I see that you don’t believe me. You love your little “QTE” and a computer telling you that your reflexes are just oh so fast. Just look at you, sitting cross legged in your living room, controller in hand, waiting for some arbitrary cue to press your tiny plastic button. Do you feel like a cowboy? Look at you, mister cock of the walk. Press a button and you win the game. I know what you’re thinking: “Those stupid cowboys make it look so tough. Guess I’m just a natural”. Well you’d better hope to heaven a cowboy never sees you think that. Oh yes, and what happens if your reflexes aren’t fast enough? Maybe you feel a little frustrated? Do you think a cowboy feels frustrated when he isn’t fast enough? No. He feels dead.

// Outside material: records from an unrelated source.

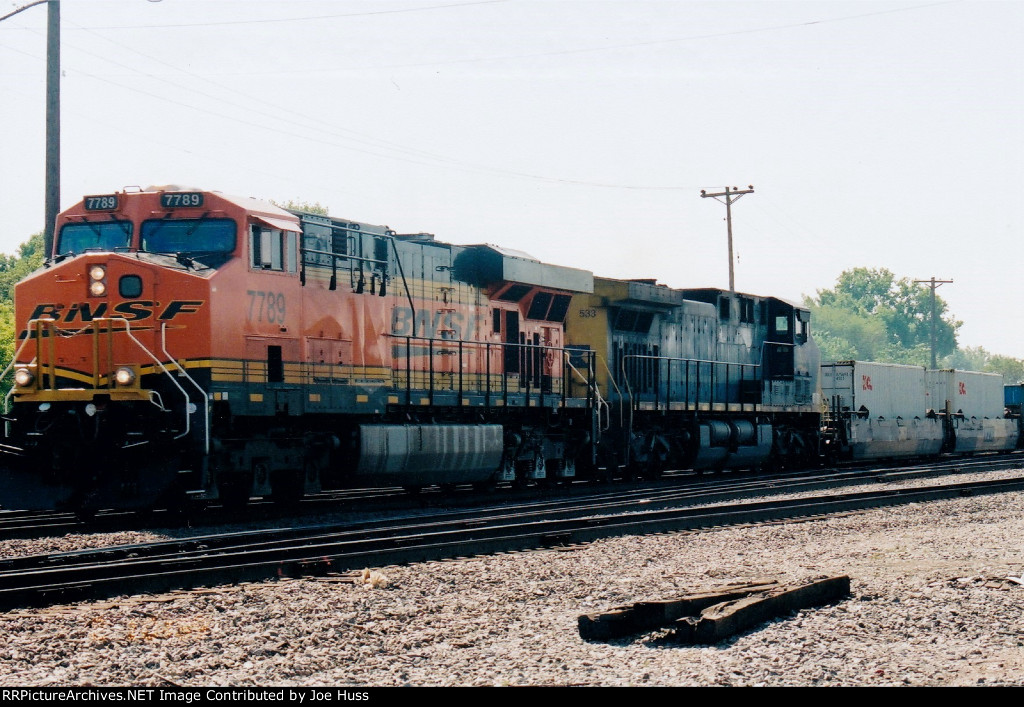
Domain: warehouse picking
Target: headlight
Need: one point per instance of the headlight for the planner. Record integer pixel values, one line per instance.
(24, 377)
(124, 376)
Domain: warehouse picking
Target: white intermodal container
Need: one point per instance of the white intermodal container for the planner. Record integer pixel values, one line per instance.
(969, 393)
(886, 390)
(976, 403)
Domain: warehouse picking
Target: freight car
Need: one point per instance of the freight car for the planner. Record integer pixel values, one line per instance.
(182, 345)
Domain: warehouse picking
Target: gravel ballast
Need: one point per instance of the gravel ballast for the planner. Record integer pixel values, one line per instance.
(936, 599)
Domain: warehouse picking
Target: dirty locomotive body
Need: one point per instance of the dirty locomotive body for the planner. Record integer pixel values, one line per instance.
(183, 345)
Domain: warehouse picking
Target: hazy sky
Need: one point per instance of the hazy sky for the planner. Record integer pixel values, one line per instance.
(882, 134)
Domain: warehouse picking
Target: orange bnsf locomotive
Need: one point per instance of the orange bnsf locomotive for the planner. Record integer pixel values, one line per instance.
(185, 344)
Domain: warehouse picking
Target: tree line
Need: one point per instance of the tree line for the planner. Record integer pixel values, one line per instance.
(870, 315)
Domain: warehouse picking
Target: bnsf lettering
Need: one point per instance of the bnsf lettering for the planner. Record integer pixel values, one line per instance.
(183, 306)
(432, 324)
(132, 310)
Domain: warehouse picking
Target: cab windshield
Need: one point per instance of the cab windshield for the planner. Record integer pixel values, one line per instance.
(207, 240)
(78, 238)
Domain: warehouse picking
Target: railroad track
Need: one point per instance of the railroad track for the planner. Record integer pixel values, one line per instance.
(25, 525)
(254, 555)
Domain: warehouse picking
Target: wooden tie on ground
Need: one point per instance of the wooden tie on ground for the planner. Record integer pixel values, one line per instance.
(709, 617)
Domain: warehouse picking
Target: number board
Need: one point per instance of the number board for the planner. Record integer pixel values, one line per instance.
(104, 202)
(181, 200)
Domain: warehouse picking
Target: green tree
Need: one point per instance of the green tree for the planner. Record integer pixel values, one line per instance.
(977, 359)
(13, 268)
(870, 315)
(291, 205)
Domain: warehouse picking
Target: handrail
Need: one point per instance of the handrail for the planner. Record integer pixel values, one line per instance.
(45, 323)
(206, 397)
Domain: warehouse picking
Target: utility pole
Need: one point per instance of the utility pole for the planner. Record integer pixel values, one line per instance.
(934, 284)
(730, 196)
(52, 197)
(52, 123)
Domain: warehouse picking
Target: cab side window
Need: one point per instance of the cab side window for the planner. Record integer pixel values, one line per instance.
(271, 249)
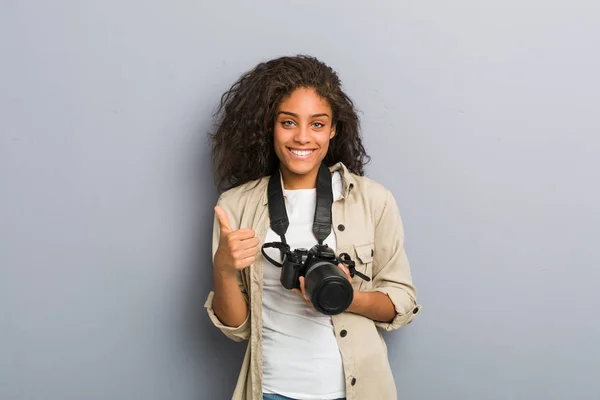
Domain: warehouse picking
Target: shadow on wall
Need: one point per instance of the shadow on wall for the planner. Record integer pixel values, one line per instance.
(211, 354)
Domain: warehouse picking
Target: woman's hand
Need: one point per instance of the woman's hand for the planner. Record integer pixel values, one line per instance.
(302, 291)
(237, 249)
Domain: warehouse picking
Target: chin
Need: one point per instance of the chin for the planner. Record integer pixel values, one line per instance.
(301, 168)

A gunfight isn’t a “feel good” game. It’s a killing and dying game. It’s not about comfort. It’s not about creating an encouraging environment and making everything “fun”. It’s about stress and uncertainty. It’s not even a fight of reflexes. It’s about reading an opponent that you have no hope of comprehending. When the dust settles you aren’t fist pumping to Queen and high fiving your bros. There are no high scores, no record speeds. There’s just a man and a corpse. And if you’re lucky, that corpse isn’t you.

That is the quick draw I wanted, not this bargain bin “Annie Get Your Gun” pissing contest. But how could we do it? How could we make a fight be about not pressing the button? It seemed impossible. Why would a competent gunfighter ever purposefully not go for his gun? Why would a player not shoot as soon as he was able, especially when he is fully aware that he who shoots first always wins? It seems almost illogical to stand there and stare down an opponent when you need only grab the gun and shoot. Yet the quick draw experience is about watching the enemy and responding to him. I could not in good conscience make a game mechanic that so blatantly defied reality, even if every Western was built around it. Our commitment to reality would ruin everything.

But the story does not end there. It was then that we stumbled upon some groundbreaking studies that in essence changed everything. As it would happen, we were not the first to face this problem. Niels Bohr, renowned quantum physicist, was the first. When he wasn’t busy blowing up Japanese people, he indulged in the cowboy sciences, and now we may consume the succulent fruits of his labor. Mr. Bohr, through extensive scientific analysis, determined that in a quick draw competition he who draws first actually draws at a slower speed than his opponent. Why this is, he did not know. It may be due to the deliberate action of drawing first versus the reflexive action of the second draw, but whatever the case, it was all we needed. There was now a specific and somewhat real advantage to drawing second! There was a reason to not press the button!

With this kernel of truth, the Johnny Outlaw quick draw could be realized. A game of subtle glances, of sending false cues, reading minor tics. A game where you wanted your opponent to draw first. It is intense. It is stressful. And it is sickeningly real. Someday you too will have the chance to not press the button. You may be not pressing it already.